Listening to the screams
I was in the midst of therapy with Kulavoor's work. At home, at work, and in life I had left the old because I knew that the hole got bigger and denser and screaming louder and more unbearable. Yet, I was struggling to make the shift into new disciplines, relationships, and hold my ground in the midst of polarization between being stable and dependable and flexible and interdependent. And I brought these struggles to my work with individuals and organizations. My clients were struggling with being either too people-oriented, or too tech-oriented, either too individual-oriented or too system-oriented. I was working really hard and never feeling enough - just the way I did with and around my father. The hole was his silence. And with his passing away, the silence had become louder!
Learning to speak
Bringing this note together and working to a closure, I began to see a bit better that perhaps the struggle was with the father archetype. All the fathers - my own and the ones before me were the quiet tenant, their presence in my life was the water, their silent authority, huge responsibility, caring relationships and strict disciplines continued to live in this city. I was guilty of forgetting my responsibility.
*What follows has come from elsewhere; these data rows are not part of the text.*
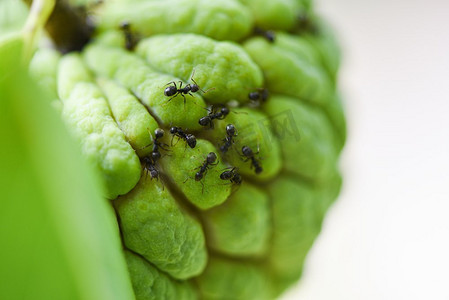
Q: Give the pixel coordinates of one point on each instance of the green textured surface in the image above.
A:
(228, 279)
(275, 15)
(156, 227)
(151, 284)
(146, 84)
(59, 237)
(287, 72)
(224, 66)
(87, 114)
(241, 226)
(306, 136)
(256, 235)
(44, 69)
(218, 19)
(131, 116)
(294, 205)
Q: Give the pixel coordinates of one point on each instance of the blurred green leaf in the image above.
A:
(59, 237)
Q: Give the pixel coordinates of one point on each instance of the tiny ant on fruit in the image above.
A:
(213, 115)
(150, 167)
(189, 138)
(208, 162)
(248, 153)
(269, 35)
(155, 153)
(172, 90)
(232, 175)
(229, 139)
(130, 39)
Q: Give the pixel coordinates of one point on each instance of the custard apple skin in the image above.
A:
(210, 238)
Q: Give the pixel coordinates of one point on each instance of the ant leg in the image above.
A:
(174, 83)
(202, 188)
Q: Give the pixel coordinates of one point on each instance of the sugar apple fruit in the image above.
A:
(215, 127)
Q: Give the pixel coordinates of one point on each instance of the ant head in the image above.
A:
(194, 88)
(170, 90)
(204, 121)
(237, 178)
(191, 140)
(159, 133)
(211, 158)
(254, 96)
(154, 173)
(226, 175)
(247, 151)
(265, 94)
(198, 176)
(146, 160)
(270, 36)
(230, 130)
(125, 25)
(155, 155)
(225, 111)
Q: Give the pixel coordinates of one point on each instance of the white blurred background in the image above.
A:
(387, 237)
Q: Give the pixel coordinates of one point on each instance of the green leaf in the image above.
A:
(59, 237)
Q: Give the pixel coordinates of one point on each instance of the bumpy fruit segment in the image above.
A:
(240, 225)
The work of Gouranga P. Chattopadhyay and Ashok Malhotra who questioned and discussed ideas about hierarchy and delegation of authority is a warning and a calling…for me and I hope you too.
"...abdication of personal authority leads to (a) for individuals to keep in cold storage their potential capacity to give positive leadership and influence the dynamics of groups positively instead of remaining passive followers of whoever wields power and authority. (b)Their own personality also remains under-developed and stunted to the extent that they keep abdicating their personal authority. In using the word “groups” in the present context, I include from small groups like one’s family or one’s neighbourhood, groups of friends to teams that play football and other sports, one’s small working group to the entire enterprise, to one’s place of location like a village or a town or a metropolis, through one’s country and even large portions of the world’s population. (c) Through abdication of personal authority one also passively allows values that one considers as anti-people, or even anti-life like hunting as a sport, to flourish unhindered. Other examples would be allowing motivated chaos to dominate over task related authority, like political interventions through use of power to destroy the effectiveness of societal infrastructure that have been put in place to create the atmosphere for people to engage with tasks without anxiety that contribute to the totality rather than assist letting self centered people to gain more and more power."
The artist
Sameer Kulavoor (b.1983) is a visual artist living and working in Mumbai, India. Having closely witnessed the rapid transformation of urban surroundings and culture in India in the 90s (results of economic liberalisation and the internet boom), Kulavoor’s innate approach is to constantly note and understand the impact that time, culture, politics and socio-economic conditions have on our visible and invisible surroundings. His works often address how and why cities look and work the way they do by filtering, dissecting, defamiliarizing and documenting commonly seen subjects and events – often oscillating between instinctive and conceptual methods of making. Through the early 2000s, Kulavoor became widely known for his design and illustration work and set up one of the earliest specialised studios of its kind in India – Bombay Duck Designs. Over the next decade, Kulavoor moved on to focus on his solo art practice that has taken the form of drawings, paintings, videos, sculptures, murals, books, zines and art-prints.
The gallery
The TARQ was founded in 2014 by Hena Kapadia with a vision of being something of a laboratory - an incubator for young contemporary artists which would work towards pushing the boundaries of how contemporary art in India is exhibited and perceived. TARQ's youthful and experimental ethos encourages collectors, novice and seasoned alike, to approach art collecting through a perspective that marries thoughtfulness with an inquisitive eye for aesthetics and artistic processes.